There can’t be any async code that can modify the state between the calls to dispatch (appendTransaction is sync), however in a collab environment it could be possible for a collaborator to confirm steps between the two transactions (though this would only be discovered after the second transaction has been dispatched and would be resolved via rebasing).

Regardless the only concern you really need to have is the effect of appendTransaction, but I haven’t seen any code in practice that would cause a problem here.

I think something like this would be very useful.

As far as I have read the code, when one does this:

let newState = view.state.apply(tr)

and the transaction by means of a plugin creates a second or third transaction, newState will be set to the state of the last two or three transactions applied. That then means that there really isn’t any way that a collaborator could insert a transaction between the two. When one sends it to collaborators afterward, it will just be sent as a number of steps which will be approved by the central authority once and on the other end of other collaborators will be turned into a single, multi-step transaction.

Or is there something there I didn’t get?

Yes view.state.apply(tr) is all synchronous, and unless your collab code sends steps separately to the central authority, there isn’t a way for a collaborator it interleave steps into the ones created locally.

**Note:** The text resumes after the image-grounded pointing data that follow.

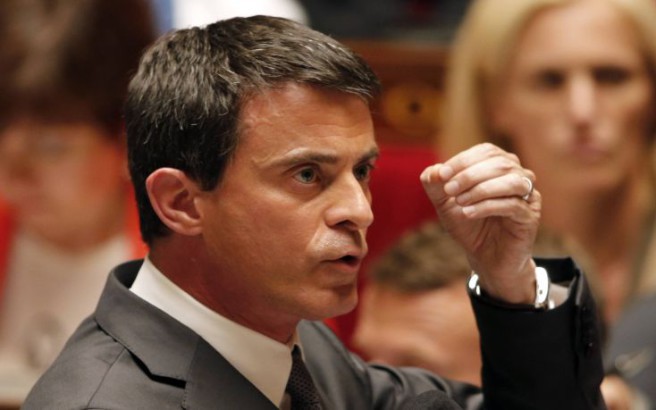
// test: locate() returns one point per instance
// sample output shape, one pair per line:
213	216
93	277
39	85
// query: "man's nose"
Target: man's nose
351	205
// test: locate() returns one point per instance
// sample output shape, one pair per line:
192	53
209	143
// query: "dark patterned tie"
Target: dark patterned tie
300	385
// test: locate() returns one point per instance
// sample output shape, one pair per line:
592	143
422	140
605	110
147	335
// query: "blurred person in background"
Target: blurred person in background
569	86
66	210
423	274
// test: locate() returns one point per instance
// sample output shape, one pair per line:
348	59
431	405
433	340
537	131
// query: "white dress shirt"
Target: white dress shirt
265	362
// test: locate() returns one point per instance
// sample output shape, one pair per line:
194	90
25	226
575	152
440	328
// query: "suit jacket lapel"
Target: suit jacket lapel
210	370
168	349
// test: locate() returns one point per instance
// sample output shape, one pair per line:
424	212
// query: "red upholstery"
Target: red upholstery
399	204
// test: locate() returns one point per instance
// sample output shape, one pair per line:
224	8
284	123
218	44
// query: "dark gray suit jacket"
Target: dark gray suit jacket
131	355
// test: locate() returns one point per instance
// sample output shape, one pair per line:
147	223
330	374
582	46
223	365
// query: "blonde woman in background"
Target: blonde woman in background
569	86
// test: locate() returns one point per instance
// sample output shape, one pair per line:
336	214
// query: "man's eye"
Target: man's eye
363	172
611	75
306	175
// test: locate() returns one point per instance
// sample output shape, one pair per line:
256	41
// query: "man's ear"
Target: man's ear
172	194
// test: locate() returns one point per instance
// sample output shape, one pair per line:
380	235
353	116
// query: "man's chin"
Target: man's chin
342	301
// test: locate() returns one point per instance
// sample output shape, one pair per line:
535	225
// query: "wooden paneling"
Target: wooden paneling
412	75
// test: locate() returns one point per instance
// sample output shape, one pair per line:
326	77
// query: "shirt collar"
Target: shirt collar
265	362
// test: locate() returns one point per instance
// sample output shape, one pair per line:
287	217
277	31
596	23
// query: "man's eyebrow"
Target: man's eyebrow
302	157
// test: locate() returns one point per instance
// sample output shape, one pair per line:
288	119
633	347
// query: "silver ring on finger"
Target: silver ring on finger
526	196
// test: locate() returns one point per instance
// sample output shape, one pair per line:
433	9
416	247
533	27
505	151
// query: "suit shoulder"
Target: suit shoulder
96	371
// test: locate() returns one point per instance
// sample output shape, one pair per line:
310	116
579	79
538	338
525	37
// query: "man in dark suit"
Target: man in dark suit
250	148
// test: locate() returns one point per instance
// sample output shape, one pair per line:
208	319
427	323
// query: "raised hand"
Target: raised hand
486	201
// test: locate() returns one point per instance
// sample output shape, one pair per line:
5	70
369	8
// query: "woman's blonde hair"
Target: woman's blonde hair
483	48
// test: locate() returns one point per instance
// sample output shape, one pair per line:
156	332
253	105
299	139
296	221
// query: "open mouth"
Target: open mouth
349	260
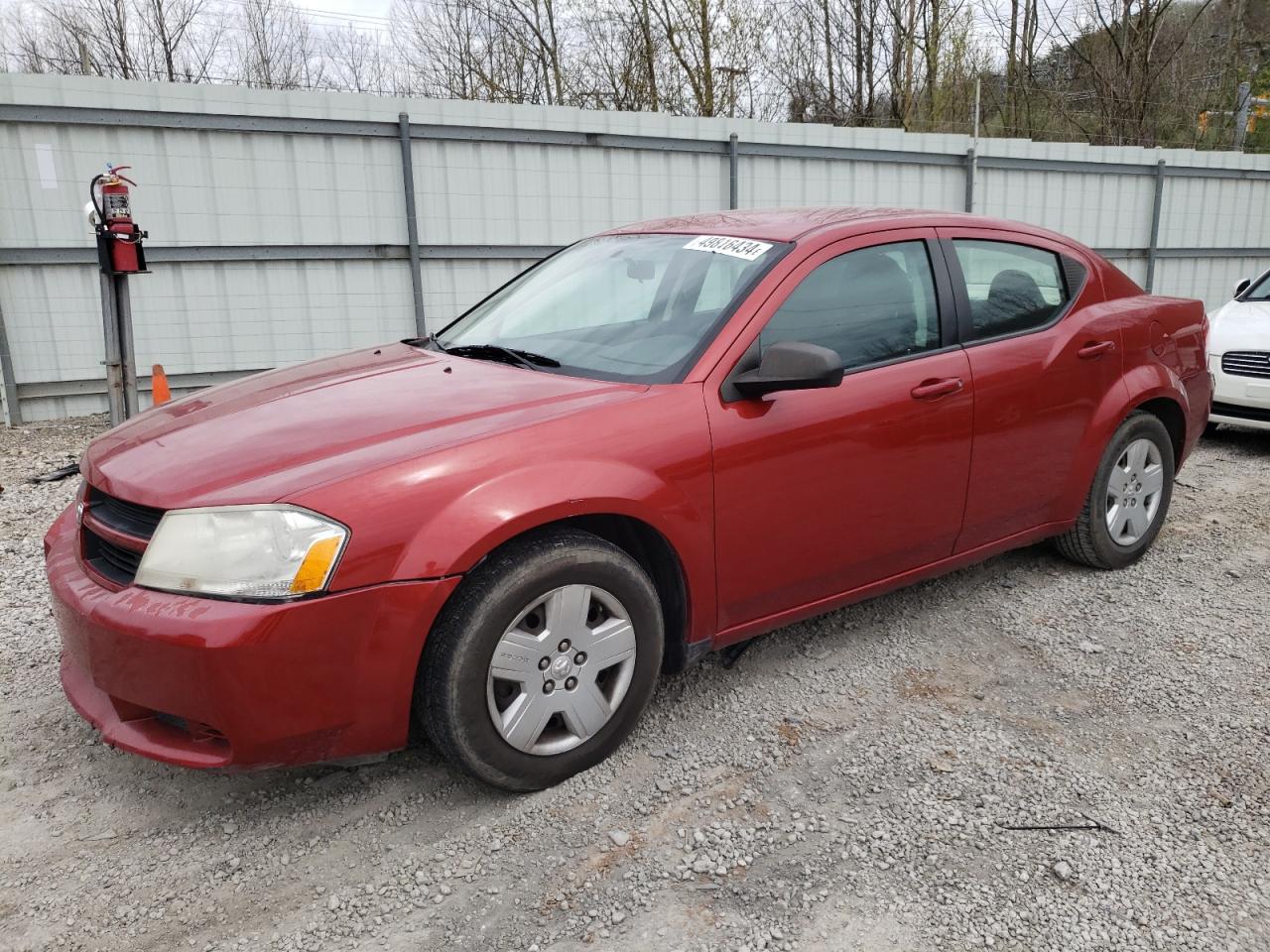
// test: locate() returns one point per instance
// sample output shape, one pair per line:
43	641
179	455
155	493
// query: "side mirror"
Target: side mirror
790	365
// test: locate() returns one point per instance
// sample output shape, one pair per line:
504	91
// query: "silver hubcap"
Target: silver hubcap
561	669
1134	490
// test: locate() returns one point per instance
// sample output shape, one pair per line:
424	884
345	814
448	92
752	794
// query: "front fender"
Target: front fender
457	536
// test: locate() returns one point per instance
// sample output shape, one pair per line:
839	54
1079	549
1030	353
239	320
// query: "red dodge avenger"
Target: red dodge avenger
659	442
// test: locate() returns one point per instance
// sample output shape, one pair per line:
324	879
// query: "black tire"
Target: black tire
1089	542
449	697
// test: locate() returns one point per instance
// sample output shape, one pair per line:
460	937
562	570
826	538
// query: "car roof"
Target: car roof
794	223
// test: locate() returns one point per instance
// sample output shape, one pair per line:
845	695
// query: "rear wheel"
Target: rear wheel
543	661
1128	500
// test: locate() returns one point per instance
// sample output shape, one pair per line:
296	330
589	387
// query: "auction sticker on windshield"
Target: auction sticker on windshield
720	244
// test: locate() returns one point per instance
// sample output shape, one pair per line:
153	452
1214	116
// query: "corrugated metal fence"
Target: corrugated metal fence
281	227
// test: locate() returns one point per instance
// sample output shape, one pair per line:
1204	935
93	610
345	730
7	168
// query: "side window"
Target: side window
871	304
1011	287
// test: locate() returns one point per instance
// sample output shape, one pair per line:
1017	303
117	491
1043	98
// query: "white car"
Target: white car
1238	356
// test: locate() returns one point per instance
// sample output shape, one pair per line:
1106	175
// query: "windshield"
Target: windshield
627	307
1260	291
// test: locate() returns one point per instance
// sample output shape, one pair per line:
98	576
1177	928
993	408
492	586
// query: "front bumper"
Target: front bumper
1237	399
232	685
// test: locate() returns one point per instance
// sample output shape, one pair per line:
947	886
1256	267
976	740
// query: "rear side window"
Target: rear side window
871	304
1012	289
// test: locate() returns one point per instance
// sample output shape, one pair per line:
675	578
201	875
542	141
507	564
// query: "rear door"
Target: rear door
1043	358
822	492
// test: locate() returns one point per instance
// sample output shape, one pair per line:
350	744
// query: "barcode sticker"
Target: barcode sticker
746	249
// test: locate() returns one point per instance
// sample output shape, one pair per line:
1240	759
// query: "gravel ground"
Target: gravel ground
849	784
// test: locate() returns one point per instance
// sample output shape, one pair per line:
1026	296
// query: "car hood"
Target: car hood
275	434
1239	325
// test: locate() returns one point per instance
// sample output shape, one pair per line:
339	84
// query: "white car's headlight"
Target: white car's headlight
243	551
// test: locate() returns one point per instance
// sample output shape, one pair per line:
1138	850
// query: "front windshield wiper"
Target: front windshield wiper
495	352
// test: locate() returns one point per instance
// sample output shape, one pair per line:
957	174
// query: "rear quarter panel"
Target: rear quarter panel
1165	357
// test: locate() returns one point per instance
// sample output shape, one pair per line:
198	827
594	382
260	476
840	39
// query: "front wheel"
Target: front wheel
1128	500
543	661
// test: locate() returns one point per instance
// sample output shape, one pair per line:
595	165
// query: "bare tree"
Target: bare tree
278	49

However if you call view.dispatch(…) twice, unless you’re debouncing sending steps to a central authority, there’s no guarantee that a collaborator won’t inject steps between the two separately dispatched transactions.

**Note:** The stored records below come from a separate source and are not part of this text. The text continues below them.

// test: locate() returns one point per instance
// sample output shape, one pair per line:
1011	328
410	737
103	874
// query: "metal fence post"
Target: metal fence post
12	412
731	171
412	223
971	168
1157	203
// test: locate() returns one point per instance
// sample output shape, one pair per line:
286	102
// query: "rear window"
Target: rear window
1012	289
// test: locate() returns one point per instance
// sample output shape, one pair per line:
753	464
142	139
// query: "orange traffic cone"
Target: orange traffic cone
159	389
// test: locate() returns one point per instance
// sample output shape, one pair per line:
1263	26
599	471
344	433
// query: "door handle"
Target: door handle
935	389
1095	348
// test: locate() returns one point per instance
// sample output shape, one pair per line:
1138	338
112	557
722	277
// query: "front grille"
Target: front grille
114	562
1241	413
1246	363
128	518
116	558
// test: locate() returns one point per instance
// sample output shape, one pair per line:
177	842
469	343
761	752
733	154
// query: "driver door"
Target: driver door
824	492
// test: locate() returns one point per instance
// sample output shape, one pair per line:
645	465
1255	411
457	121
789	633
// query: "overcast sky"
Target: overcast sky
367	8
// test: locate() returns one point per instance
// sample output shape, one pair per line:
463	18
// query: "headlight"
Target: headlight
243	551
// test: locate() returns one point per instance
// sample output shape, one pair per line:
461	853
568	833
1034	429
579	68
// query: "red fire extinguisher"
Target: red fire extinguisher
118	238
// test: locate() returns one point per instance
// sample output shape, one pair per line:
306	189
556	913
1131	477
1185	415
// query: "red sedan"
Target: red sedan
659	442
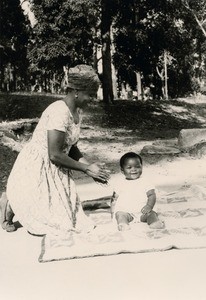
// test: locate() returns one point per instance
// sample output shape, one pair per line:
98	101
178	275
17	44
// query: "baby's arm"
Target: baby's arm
151	200
113	202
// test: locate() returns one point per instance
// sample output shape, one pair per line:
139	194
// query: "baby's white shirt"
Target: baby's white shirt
132	194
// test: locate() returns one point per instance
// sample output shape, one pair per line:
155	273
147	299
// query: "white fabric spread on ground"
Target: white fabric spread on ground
183	212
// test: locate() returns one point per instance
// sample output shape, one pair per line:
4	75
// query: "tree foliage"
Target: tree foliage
14	37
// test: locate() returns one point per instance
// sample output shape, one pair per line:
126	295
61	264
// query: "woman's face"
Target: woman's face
83	98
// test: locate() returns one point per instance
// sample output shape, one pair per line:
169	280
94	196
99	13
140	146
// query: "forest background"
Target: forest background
140	49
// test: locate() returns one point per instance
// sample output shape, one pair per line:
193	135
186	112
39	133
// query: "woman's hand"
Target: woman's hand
146	209
98	172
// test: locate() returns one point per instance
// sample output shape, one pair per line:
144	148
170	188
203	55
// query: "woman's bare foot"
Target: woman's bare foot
123	227
6	215
3	205
157	225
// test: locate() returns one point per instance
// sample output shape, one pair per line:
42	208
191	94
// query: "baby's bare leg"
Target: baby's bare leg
123	220
152	220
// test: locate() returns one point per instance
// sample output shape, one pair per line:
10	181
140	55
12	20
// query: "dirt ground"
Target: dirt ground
109	132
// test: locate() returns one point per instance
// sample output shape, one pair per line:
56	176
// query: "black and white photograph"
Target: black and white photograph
102	149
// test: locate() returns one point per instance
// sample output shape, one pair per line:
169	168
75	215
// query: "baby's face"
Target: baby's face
132	168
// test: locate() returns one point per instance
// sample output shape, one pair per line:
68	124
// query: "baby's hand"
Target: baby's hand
146	209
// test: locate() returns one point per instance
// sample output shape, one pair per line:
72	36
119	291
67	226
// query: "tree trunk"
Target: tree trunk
139	85
108	96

All of JavaScript within a normal browser is single-threaded, right? So if you call dispatch twice in a row, how could there then simultaneously be new incoming steps? That the central authority (another computer) receives packages from others at that same time should not matter. The station that the user is at should apply all the steps in order before it listens to anything incoming, right? So for all intents and purposes when dealing with collaborators, it’s the same as if it were a single, multi-step transaction, as far as I can tell.

Or is dispatch using setTimeout() or some such thing?

That’s right yes. Locally you would never immediately see any foreign steps between dispatching two transactions, because as you say JavaScript is single threaded. However sending steps to the authority is asynchronous, and there’s some time between sending the steps from the first transaction, and those from the second. So what might happen is sending the second set of steps might be rejected by the authority, and you would need to rebase them.

Gotcha. ok, but then again, you could just set it a variable like this.dontSend=true up that your sender checks for so that you don’t send anything accidentally until you’re entirely done.

Yes definitely, or by debouncing sending steps to the authority (which I do to get some basic batching of keystrokes). I use 250ms with an exponential back-off.

Similar here. The exponential bit turned out to be the safest ways of handling cats sleeping on keyboards, etc.